Голова Марины мотнулась так, что ей показалось – чудом не соскочила с плеч. Рот быстро наполнился противным солоноватым вкусом крови. «Вот оно, рыцарство германского дворянина!» – с горькой иронией вспомнила бедная женщина слова Николо де Мелло.

Немец сделал стрельцам повелительный жест и зашагал впереди с гордым видом победителя. Как видно, ему не терпелось похвалиться перед стрелецкими начальниками, что именно он и никто другой схватил опасную преступницу государеву.


Так начались для Марины тягостные дни плена. Государевы струги, гордясь своей подавляющей мощью, проплыли мимо затаившегося Медвежьего городка и стали спускаться вниз по Яику, к Хвалынскому морю. Старший стрелецкий голова, Гордей Пальчиков, человек немолодой и обремененный служебными заботами, едва взглянул на Марину, удостоверяясь, что «сия воровка вживе взята», распорядился приставить к ней крепкий караул и беречь «аки ока зеницу» и, казалось, перестал замечать. Все время этот неулыбчивый суровый военачальник проводил сидя на корме своего струга за собранным из пустых бочек и досок столом и составлял пространные донесения о походе для Астрахани и для Москвы или просто казался погруженным в важные раздумья.

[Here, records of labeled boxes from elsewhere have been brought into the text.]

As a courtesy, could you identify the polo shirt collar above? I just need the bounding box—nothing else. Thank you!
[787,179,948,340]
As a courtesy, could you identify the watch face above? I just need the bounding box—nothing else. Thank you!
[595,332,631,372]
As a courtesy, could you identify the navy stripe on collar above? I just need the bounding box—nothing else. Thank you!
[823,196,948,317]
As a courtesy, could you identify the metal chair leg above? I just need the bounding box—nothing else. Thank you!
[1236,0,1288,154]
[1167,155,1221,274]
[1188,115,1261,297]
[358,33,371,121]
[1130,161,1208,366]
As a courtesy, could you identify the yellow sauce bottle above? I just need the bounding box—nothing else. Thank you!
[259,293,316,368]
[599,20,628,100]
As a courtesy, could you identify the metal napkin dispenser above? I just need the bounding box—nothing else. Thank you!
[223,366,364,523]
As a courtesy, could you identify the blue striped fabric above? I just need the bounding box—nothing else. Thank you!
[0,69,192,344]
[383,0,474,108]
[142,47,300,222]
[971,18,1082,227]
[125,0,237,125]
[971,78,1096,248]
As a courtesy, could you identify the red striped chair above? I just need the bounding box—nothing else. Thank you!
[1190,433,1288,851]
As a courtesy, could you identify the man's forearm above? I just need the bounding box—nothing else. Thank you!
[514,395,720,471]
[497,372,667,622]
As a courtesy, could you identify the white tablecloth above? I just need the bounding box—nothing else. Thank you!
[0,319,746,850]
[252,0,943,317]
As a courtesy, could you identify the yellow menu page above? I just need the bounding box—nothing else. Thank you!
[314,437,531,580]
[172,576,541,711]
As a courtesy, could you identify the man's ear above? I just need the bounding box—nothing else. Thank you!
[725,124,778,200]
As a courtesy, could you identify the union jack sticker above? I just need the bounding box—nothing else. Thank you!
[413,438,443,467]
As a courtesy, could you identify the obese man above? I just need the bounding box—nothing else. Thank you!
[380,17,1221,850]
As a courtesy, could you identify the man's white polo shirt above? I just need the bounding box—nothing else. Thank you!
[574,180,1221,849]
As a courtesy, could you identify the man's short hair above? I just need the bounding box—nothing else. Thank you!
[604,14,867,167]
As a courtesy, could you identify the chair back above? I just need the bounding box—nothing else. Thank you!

Второй голова, еще молодой и приятный наружностью Севастьян Онучин, которого стрельцы называли между собой «Сахаркой» за ослепительную улыбку белых и ровных, словно сахарных зубов, наоборот, проявлял к Марине самый живой интерес. Распоряжаясь на струге или просто стоя в начальственной праздности подле борта, он постоянно останавливал на пленнице тягучий и лукавый взгляд своих ярко-карих, как молодой мед, глаз и улыбался сладко и несколько таинственно. Заботами Севастьяна-Сахарки Марине в начале ее печального путешествия не приходилось жаловаться на иные тяготы плена, кроме отсутствия милой свободы. Злобного немца-капитана молодой стрелецкий голова подверг жесточайшему разносу на неплохом немецком языке и до пленницы больше не допускал. На кичке самого большого струга стрельцы соорудили для нее нечто вроде шатра из запасного паруса, и, хотя снаружи денно и нощно дежурили четверо вооруженных до зубов часовых, Марине было предоставлено даже некоторое уединение. Еду ей носили из воеводского котла, в котором готовили так же просто, но почище и повкуснее, чем для обычных воинских людей.

Изредка Онучин приводил к ней Яничека, позволяя бедной женщине ненадолго забыться в счастливых заботах матери. Мальчик, кажется, сам не понимал, куда влечет его безжалостная воля судьбы на серых крыльях парусов этих живописных кораблей, и наивно радовался новому приключению. Стрельцы, в основном семейные люди, жестоко тосковавшие в походе о своих детишках, с удовольствием нянчились с Яничеком, позволяя ему играть своими берендейками, шапками и саблями, учили его своим песням и сами старались не задумываться, что ждет этого маленького «воренка» в конце пути. Таковы были люди этой страны, и Марина не уставала удивляться поразительному сочетанию в них кроткого добродушия и звериной жестокости, живого участия и ленивого безразличия…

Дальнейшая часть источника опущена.